## Prerequisites

First, we load PySyft and PyTorch:

In [0]:
!pip install syft torch==1.3.0 torchvision==0.4.1 -f https://download.pytorch.org/whl/torch_stable.html

Because PyTorch does not yet support TensorFlow 2, we must limit the TensorFlow backend used by Google Colab to version 1.x as follows:

In [0]:
%tensorflow_version 1.x

We then proceed to check for CUDA support that will be used by PyTorch and assign it to a variable for reference later:

In [3]:
import torch as tc

if tc.cuda.is_available():
  print(tc.cuda.get_device_name(0))
  print(tc.cuda.device_count())
  tc.set_default_tensor_type(tc.cuda.FloatTensor)
  cuda_device = tc.device('cuda:0')

Tesla P100-PCIE-16GB
1


We import the PySyft library at this stage and assign the PyTorch tensor that we imported into the notebook earlier. This allows PySft to interface with PyTorch as it’s backend. We also create 2 worker nodes (Worker1 and Worker2) that will be used for our training later. To ease setup, we will create these workers as virtual nodes that are part of the same python runtime:

In [0]:
import syft as sf

hook = sf.TorchHook(tc)
w1 = sf.VirtualWorker(hook, id="worker1")
w2 = sf.VirtualWorker(hook, id="worker2")

## Worker Sanity Check

This section is to test whether the nodes are working and could be used for computation.

In [0]:
x = tc.Tensor([3,2,1]).send(w1)
print(x)
print(x.location)

In [0]:
y = tc.Tensor([1,2,3]).send(w1)
sum = x + y
print(sum)

In [0]:
sum = sum.get()
print(sum)

## Actual Trainer

We upload the msgtypes and msgtext pre-processed data into the notebook to be used for training:

In [5]:
from google.colab import files

upl = files.upload()

Saving msgtexts.npy to msgtexts.npy
Saving msgtypes.npy to msgtypes.npy


After successful loading of the data into the notebook, we import it into the following variables, texts for the text messages and types for the message types:

In [0]:
import io
import numpy as np

# Loading data
texts = np.load(io.BytesIO(upl["msgtexts.npy"]))
texts = tc.tensor(texts).to(cuda_device, tc.long)
types = np.load(io.BytesIO(upl["msgtypes.npy"]))
types = tc.tensor(types).to(cuda_device, tc.long)

We split the data into 80% for training and 20% for testing, then spit it into 2 halves for Worker1 and Worker2:

In [0]:
# Split training and test data
test_pct = 0.2
train_types = types[:-int(len(types)*test_pct)]
train_texts = texts[:-int(len(types)*test_pct)]
test_types = types[-int(len(types)*test_pct):]
test_texts = texts[-int(len(types)*test_pct):]

# Dataset split (one half for w1, other half for w2)
train_idx = int(len(train_types)/2)
test_idx = int(len(test_types)/2)

We then send the data sets (both test and training datasets) to the workers for processing.

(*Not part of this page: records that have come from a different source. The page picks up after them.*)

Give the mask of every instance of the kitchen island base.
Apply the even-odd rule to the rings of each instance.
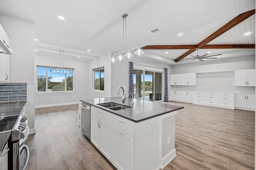
[[[118,169],[163,169],[176,156],[177,111],[138,123],[93,106],[91,111],[91,141]]]

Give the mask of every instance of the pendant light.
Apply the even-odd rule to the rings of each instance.
[[[140,45],[134,48],[132,48],[128,50],[126,49],[126,17],[128,16],[128,14],[124,13],[122,15],[122,17],[123,18],[123,51],[117,53],[114,55],[112,55],[111,58],[109,60],[110,61],[114,63],[117,60],[121,61],[124,59],[124,58],[122,55],[122,53],[127,53],[124,55],[124,57],[130,58],[133,57],[133,55],[130,52],[130,50],[133,50],[136,49],[137,49],[136,51],[134,52],[134,54],[138,56],[140,55],[144,54],[144,52],[140,49],[140,47],[144,45],[143,44]],[[115,55],[118,55],[116,59],[115,59],[114,56]]]

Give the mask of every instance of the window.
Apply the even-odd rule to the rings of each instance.
[[[39,66],[37,68],[37,92],[74,91],[73,68]]]
[[[94,90],[104,91],[104,67],[92,70],[94,77]]]

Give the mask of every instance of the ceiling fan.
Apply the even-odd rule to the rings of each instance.
[[[209,57],[214,57],[214,56],[216,56],[217,55],[222,55],[222,54],[216,54],[214,55],[209,55],[208,56],[206,56],[206,55],[210,54],[211,53],[207,53],[204,54],[202,56],[200,56],[199,55],[198,55],[198,50],[199,49],[198,48],[197,48],[196,49],[196,52],[197,52],[197,54],[196,55],[196,56],[194,56],[194,55],[190,55],[190,56],[192,56],[193,57],[190,57],[190,58],[189,58],[188,59],[179,59],[179,60],[191,60],[191,61],[190,61],[188,63],[190,63],[192,61],[194,61],[194,60],[199,60],[201,61],[204,61],[204,60],[202,60],[203,59],[218,59],[218,57],[211,57],[211,58],[209,58]]]

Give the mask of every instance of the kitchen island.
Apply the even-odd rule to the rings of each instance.
[[[122,105],[120,97],[80,101],[91,106],[91,142],[118,169],[163,169],[176,156],[175,115],[183,107],[134,99]]]

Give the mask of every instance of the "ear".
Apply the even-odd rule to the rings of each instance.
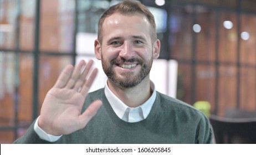
[[[159,57],[159,54],[160,54],[160,40],[159,40],[159,39],[157,39],[153,45],[153,58],[154,59],[157,59]]]
[[[100,43],[98,39],[94,41],[94,53],[98,60],[101,60],[101,48]]]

Note that the data can’t be processed in the notebook directly, as that would not be federated learning. It has to be done on separate (worker) nodes and not visible to the master (notebook):

In [0]:
w1_train_dataset = sf.BaseDataset(train_texts[:train_idx], 
                                  train_types[:train_idx]).send(w1)
w2_train_dataset = sf.BaseDataset(train_texts[train_idx:], 
                                    train_types[train_idx:]).send(w2)
w1_test_dataset = sf.BaseDataset(test_texts[:test_idx], 
                                  test_types[:test_idx]).send(w1)
w2_test_dataset = sf.BaseDataset(test_texts[test_idx:], 
                                  test_types[test_idx:]).send(w2)

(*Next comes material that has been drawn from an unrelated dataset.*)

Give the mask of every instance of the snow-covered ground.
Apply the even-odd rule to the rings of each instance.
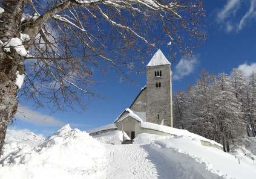
[[[238,164],[234,155],[196,138],[141,134],[133,144],[110,144],[120,143],[121,134],[94,139],[68,125],[48,138],[9,130],[0,178],[255,178],[256,165],[248,157],[240,155]]]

We define a global value for the batch processing size that will be performed by each worker:

In [0]:
BATCH_SIZE = 32

We specify that the datasets that were sent to the workers are to be processed in a federated manner:

In [0]:
federated_train_dataset = sf.FederatedDataset([w1_train_dataset, w2_train_dataset])
federated_test_dataset = sf.FederatedDataset([w1_test_dataset, w2_test_dataset])

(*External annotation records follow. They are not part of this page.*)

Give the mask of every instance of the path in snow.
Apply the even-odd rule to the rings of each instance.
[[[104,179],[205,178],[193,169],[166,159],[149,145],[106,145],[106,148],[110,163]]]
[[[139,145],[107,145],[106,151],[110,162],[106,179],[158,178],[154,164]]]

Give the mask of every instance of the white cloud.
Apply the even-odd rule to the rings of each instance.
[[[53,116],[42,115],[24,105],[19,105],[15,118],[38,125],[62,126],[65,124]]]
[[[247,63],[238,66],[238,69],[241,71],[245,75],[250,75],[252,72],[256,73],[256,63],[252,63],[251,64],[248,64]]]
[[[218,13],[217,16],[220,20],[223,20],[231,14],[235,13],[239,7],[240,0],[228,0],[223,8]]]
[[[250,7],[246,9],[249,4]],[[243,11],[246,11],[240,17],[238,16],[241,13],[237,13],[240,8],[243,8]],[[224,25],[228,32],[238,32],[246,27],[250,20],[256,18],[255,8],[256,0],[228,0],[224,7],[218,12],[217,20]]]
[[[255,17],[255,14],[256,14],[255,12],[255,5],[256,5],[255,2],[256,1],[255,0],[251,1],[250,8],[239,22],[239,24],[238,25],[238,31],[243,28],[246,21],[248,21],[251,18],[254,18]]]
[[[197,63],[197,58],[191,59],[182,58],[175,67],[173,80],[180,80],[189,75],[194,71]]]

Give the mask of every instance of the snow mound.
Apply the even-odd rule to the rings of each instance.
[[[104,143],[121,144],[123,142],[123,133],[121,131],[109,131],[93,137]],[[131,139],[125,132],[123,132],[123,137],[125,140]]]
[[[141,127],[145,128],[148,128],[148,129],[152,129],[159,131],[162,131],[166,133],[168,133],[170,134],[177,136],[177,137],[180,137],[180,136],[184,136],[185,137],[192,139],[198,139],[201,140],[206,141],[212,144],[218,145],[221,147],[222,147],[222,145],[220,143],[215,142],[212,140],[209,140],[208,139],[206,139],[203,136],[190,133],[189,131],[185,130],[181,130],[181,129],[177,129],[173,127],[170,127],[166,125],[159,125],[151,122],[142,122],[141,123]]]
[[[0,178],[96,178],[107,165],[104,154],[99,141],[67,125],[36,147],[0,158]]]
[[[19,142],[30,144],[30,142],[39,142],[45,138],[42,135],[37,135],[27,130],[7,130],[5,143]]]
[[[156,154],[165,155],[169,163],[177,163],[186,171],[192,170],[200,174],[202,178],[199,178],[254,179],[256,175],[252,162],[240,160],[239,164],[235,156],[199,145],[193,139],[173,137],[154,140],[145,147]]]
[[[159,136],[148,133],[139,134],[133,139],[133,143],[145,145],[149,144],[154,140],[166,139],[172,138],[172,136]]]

federated_train_loader = sf.FederatedDataLoader(federated_train_dataset, 
                                                shuffle=True, batch_size=BATCH_SIZE)
federated_test_loader = sf.FederatedDataLoader(federated_test_dataset, 
                                               shuffle=False, batch_size=BATCH_SIZE)

This is th GRU RNN model that will used for the training:

In [0]:
from torch import nn
import torch as tc

class GRUCell(nn.Module):

    def __init__(self, input_size, hidden_size, bias=True):
        super(GRUCell, self).__init__()
        self.input_size = input_size
        self.hidden_size = hidden_size
        self.bias = bias

        # reset gate
        self.fc_ir = nn.Linear(input_size, hidden_size, bias=bias)
        self.fc_hr = nn.Linear(hidden_size, hidden_size, bias=bias)

        # update gate
        self.fc_iz = nn.Linear(input_size, hidden_size, bias=bias)
        self.fc_hz = nn.Linear(hidden_size, hidden_size, bias=bias)

        # new gate
        self.fc_in = nn.Linear(input_size, hidden_size, bias=bias)
        self.fc_hn = nn.Linear(hidden_size, hidden_size, bias=bias)

        self.init_parameters()

    def init_parameters(self):
        std = 1.0 / np.sqrt(self.hidden_size)
        for w in self.parameters():
            w.data.uniform_(-std, std)

    def forward(self, x, h):

        x = x.view(-1, x.shape[1])

        i_r = self.fc_ir(x)
        h_r = self.fc_hr(h)
        i_z = self.fc_iz(x)
        h_z = self.fc_hz(h)
        i_n = self.fc_in(x)
        h_n = self.fc_hn(h)

        resetgate = tc.sigmoid(i_r + h_r)
        inputgate = tc.sigmoid(i_z + h_z)
        newgate = tc.tanh(i_n + (resetgate * h_n))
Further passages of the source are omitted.